ニースで知り合ったジェンとスペンサーは意気投合、結婚する。しばらくはしあわせな日々が続いていたが、スペンサーは元上司の指令を断ったことから懸賞金をかけられ、組織が放った殺し屋に命を狙われる羽目になる。


スペンサーは元々正義感が強く、暗殺のターゲットも明確な“悪人”と定義される者ばかりだったのだろう。それがつい最近まで味方だった男の抹殺を命じられ実行に移した時、心の中で“何かしっくりこない”と違和感を覚えたに違いない。さらに人を殺しても何も感じなくなった自分に対する恐れが普通の生活・平和な人生を歩む決意をさせる。しかし、物語はスペンサーのそういった葛藤やトラウマを一切省き、ただ足を洗った殺し屋という描き方をするために、人物像の薄っぺらさばかりが目に付いてしまった。


◆以下 結末に触れています◆


その後、スペンサーに次々と殺し屋が襲い掛かってくる。

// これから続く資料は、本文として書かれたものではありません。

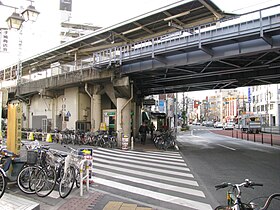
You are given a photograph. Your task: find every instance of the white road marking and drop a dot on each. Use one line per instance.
(142, 161)
(148, 168)
(152, 183)
(226, 147)
(151, 156)
(155, 195)
(155, 176)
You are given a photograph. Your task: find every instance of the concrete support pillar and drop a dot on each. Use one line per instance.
(134, 124)
(138, 119)
(96, 116)
(123, 118)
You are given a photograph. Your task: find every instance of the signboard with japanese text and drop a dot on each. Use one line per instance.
(65, 5)
(4, 40)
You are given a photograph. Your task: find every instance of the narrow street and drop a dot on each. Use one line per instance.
(217, 158)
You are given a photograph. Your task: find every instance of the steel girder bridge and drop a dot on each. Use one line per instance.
(186, 46)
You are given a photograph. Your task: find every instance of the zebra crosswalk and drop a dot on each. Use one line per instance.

昨日まで友人・隣人・仕事のパートナーだった者が突然ナイフを向け発砲してくるのだ。彼らはみな組織が送り込んだスリーパーでスペンサーの動きを監視していたという設定なのだが、いくらでもスペンサーを殺すチャンスがありながら、なぜか常に不自然なタイミングで牙をむくのだ。いかにキャサリン・ハイグルが「ラブコメの新女王」らしい奮闘を見せても、その説得力の無さを埋めるまでには至っていなかった。。。